'Illegal hunting' angle being probed in fatal shooting of 25-year-old driver on Iowa highway
Micalla Rettinger was on her way home from work when she was shot in the neck.
Authorities in Iowa say they are investigating whether a bullet that killed a former college softball player as she drove home from work may have been an errant shot fired by someone hunting illegally.
Micalla Rettinger, 25, was driving around 2:30 a.m. Sunday southbound on Highway 218 when the bullet shattered the driver’s side window of her Jeep and struck her in the neck, according to police. Her boyfriend, Adam Kimball, 32, whom she'd been driving home from work, was struck in the face by the same bullet but is expected to make a full recovery, police said.
Rettinger, who was heading home from a bar where she worked, was crossing a bridge over Brinker Lake and the Cedar River, authorities said. The area, they said, is heavily wooded.
"They never saw a gun or a shooter," her father, Steven Rettinger, told ABC News. "It happened really fast, the bullet came in through the driver's side window and went through my daughter's neck and hit him in the passenger seat. He said it happened so fast that he knew he was hit and it took a second for him to realize that she also was hit."
Her father said the autopsy was completed Tuesday, but he had not seen results yet. He also wasn't sure what type of bullet was used, but authorities were doing ballistics work and able to retrieve some of the bullet from her boyfriend's mouth.
"It's a state park out that way. … There's islands out that way. We've been made aware that some illegal hunting may have been taking place on a couple of those locations," Maj. Joe Leibold of the Waterloo Police Department said.
Leibold told ABC News Tuesday that it was not legal to hunt at 2 a.m.
"It's an odd area for someone to be hunting, in the middle of the night," Steven Rettinger said. "You really usually think of hunting 'coons at night time and you don't hunt 'coons that close to the city so it doesn't make a lot of sense. So I'm not exactly sure what the latest theory is."
Rettinger managed to pull over near the Greenhill Road exit but was pronounced dead at the scene.
"Micalla was a very giving person. She had a huge heart," her father said. "She never really met anybody she didn't like. She had lots of friends and she'd have given her friends the shirt off her back if they needed it. She was kind to everyone, animals included. Everybody was made happy when she was around. She was the light of the room."

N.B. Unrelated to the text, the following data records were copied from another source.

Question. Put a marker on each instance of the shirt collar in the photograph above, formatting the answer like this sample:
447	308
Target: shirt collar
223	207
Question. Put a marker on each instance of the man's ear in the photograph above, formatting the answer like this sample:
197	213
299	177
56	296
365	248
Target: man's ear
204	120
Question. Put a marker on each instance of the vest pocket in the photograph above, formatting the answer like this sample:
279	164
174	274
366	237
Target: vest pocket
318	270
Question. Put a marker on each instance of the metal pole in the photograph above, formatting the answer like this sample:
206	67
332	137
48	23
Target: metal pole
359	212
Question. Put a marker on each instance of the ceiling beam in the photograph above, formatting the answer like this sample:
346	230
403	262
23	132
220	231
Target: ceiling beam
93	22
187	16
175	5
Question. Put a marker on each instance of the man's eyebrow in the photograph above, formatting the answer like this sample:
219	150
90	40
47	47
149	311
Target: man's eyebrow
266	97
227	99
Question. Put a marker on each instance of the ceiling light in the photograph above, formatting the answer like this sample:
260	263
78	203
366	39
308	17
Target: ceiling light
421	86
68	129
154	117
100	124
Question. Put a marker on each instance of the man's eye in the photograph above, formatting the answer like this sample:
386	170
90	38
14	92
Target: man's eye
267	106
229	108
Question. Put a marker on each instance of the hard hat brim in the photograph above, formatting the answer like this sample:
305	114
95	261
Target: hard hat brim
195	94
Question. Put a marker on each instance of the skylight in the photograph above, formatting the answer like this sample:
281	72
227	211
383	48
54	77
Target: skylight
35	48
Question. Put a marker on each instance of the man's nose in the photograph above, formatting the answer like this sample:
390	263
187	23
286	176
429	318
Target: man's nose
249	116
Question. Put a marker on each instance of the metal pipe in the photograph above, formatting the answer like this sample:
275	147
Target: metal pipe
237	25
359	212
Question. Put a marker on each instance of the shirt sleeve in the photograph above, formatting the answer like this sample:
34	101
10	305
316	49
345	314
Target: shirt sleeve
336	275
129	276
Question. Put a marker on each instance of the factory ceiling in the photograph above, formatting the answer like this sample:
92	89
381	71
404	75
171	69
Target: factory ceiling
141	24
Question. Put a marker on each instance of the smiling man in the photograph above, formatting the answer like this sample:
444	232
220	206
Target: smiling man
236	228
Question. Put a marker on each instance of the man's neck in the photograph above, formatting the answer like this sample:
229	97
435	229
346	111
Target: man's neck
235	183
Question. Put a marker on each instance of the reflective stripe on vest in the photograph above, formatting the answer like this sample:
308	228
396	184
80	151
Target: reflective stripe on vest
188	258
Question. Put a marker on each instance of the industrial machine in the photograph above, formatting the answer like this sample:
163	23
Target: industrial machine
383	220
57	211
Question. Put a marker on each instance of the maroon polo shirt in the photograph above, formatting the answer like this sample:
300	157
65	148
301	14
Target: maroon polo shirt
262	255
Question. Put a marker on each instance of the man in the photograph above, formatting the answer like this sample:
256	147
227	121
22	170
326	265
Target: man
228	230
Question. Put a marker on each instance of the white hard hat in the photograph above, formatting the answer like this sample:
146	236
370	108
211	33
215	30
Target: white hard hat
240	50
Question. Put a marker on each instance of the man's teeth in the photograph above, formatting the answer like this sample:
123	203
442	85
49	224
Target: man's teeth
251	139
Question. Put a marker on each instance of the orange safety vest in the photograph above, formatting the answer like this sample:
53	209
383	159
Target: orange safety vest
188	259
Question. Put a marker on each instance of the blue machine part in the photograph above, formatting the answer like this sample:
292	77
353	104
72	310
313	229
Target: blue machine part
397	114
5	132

Rettinger, who had plans to become a dentist, was a 2016 graduate of the University of Northern Iowa, where she earned a degree in biology and was "an outstanding outfielder" for the softball team, the university said.
"It's a devastating loss. … She was very well-liked," said Jerek Wolcott, the university’s assistant athletic director for communications. "One of her teammates described her as a sister."
On Tuesday night, the team planned to hold a moment of silence for Rettinger during its last home game.
"I can still see the smile on her face and I remember the way she always thought of other people first in a genuine way," softball coach Ryan Jacobs said in a statement. "When we had youth camps, she was the one that all of the kids on campus would be drawn to. This is a huge loss to our team and everyone that knew her."
Authorities said they were investigating a number of leads and were asking anyone who may have a surveillance or trail camera that might have recorded something to call the Waterloo police.
"I just pray that the person that did this, I hope it was an accident, and if it wasn't an accident I hope that they don't do it to anybody else," Steven Rettinger said. "I just hope we come to some resolution of this at some point."
A $5,000 reward for information has been offered.